Chez Audi, nous fêtons cette année

les 40 ans de la transmission Quattro

Une évolution technologique de référence dans le monde de l’automobile. Pour l’occasion, jetons un coup d’oeil dans le rétroviseur sous le regard de Gilles Desanti (responsable grands comptes pour Audi/Aix-en-Provence)

Salon de Genève 1980, l’Audi Quattro fait sensation

Au Salon international de l’automobile de Genève en 1980, un coupé sport à traction intégrale fait sensation : l’Audi Quattro. Le premier véhicule hautes performances proposé avec une transmission intégrale – un concept de système d’entraînement qui était auparavant réservé uniquement aux camions et aux véhicules tout-terrain. L’idée de cette voiture de tourisme à quatre roues motrices est née en hiver 1976/77 lors d’essais sur le tout-terrain VW Iltis qui était développé par Audi pour l’armée allemande. Les excellentes caractéristiques de conduite de ce véhicule sur glace et sur neige ont conduit les ingénieurs à installer le système de transmission intégrale de la VW Iltis dans une Audi 80 de série.

Les tests qui ont suivi ont été particulièrement impressionnants. Le résultat : une Audi Coupé sportive du nom de Quattro était née. Sa puissance de 147 kW/200 ch provient d’une variante plus puissante du moteur turbo à cinq cylindres de 2,2 litres présenté à l’automne 1979.

Les premières Quattro se montrent redoutables d’efficacité routière, notamment en rallye ; elles permettent en 1981 à la française Michèle Mouton, célèbre pilote de rallye, d’être la première femme à remporter un rallye international, le San Remo en Italie. Suivront deux titres de champion en 1982 et 1984. Grâce à ces victoires, la transmission Quattro est médiatisée.

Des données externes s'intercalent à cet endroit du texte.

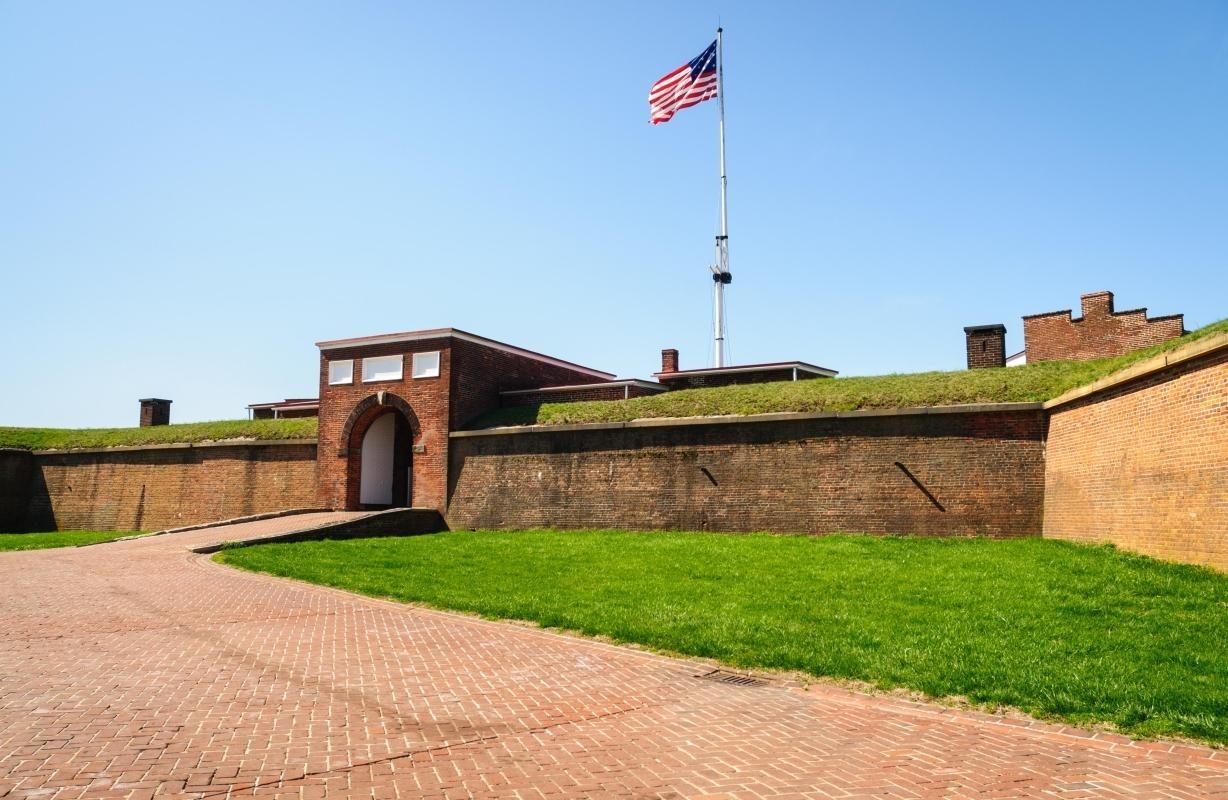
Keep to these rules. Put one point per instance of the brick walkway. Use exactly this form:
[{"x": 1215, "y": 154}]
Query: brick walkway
[{"x": 136, "y": 669}]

Ceci permet un élargissement du système à la gamme. Ainsi, dès 1984, Audi propose les 4 roues motrices sur son coupé GT, puis sur les Audi 100 et 200.

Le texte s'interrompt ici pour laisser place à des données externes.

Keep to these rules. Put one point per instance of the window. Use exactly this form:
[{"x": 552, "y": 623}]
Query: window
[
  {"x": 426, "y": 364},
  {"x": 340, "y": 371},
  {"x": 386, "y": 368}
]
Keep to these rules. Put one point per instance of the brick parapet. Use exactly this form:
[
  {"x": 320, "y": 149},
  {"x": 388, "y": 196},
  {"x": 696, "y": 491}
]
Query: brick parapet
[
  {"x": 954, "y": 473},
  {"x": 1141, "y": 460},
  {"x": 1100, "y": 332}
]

En 1988, évolution du système Quattro avec l’adoption d’un différentiel central Torsen, moins encombrant qu’un différentiel classique. Il permet de répartir de façon continue, en fonction des besoins, 75 % du couple au train offrant la meilleure adhérence. Un an plus tard, la transmission pour moteurs transversaux est commercialisée sur les TT et S3. Elle s’appelle toujours Quattro mais adopte un système Haldex complètement différent.

L’Audi Quattro, une “bête de rallye”

Le Quattro se généralise

Le système Quattro s’est imposé progressivement sur tous les modèles de la gamme. Les SUV arrivés un peu plus tard, notamment le premier Q7 en 2005, en ont été équipés de manière quasi-systématique.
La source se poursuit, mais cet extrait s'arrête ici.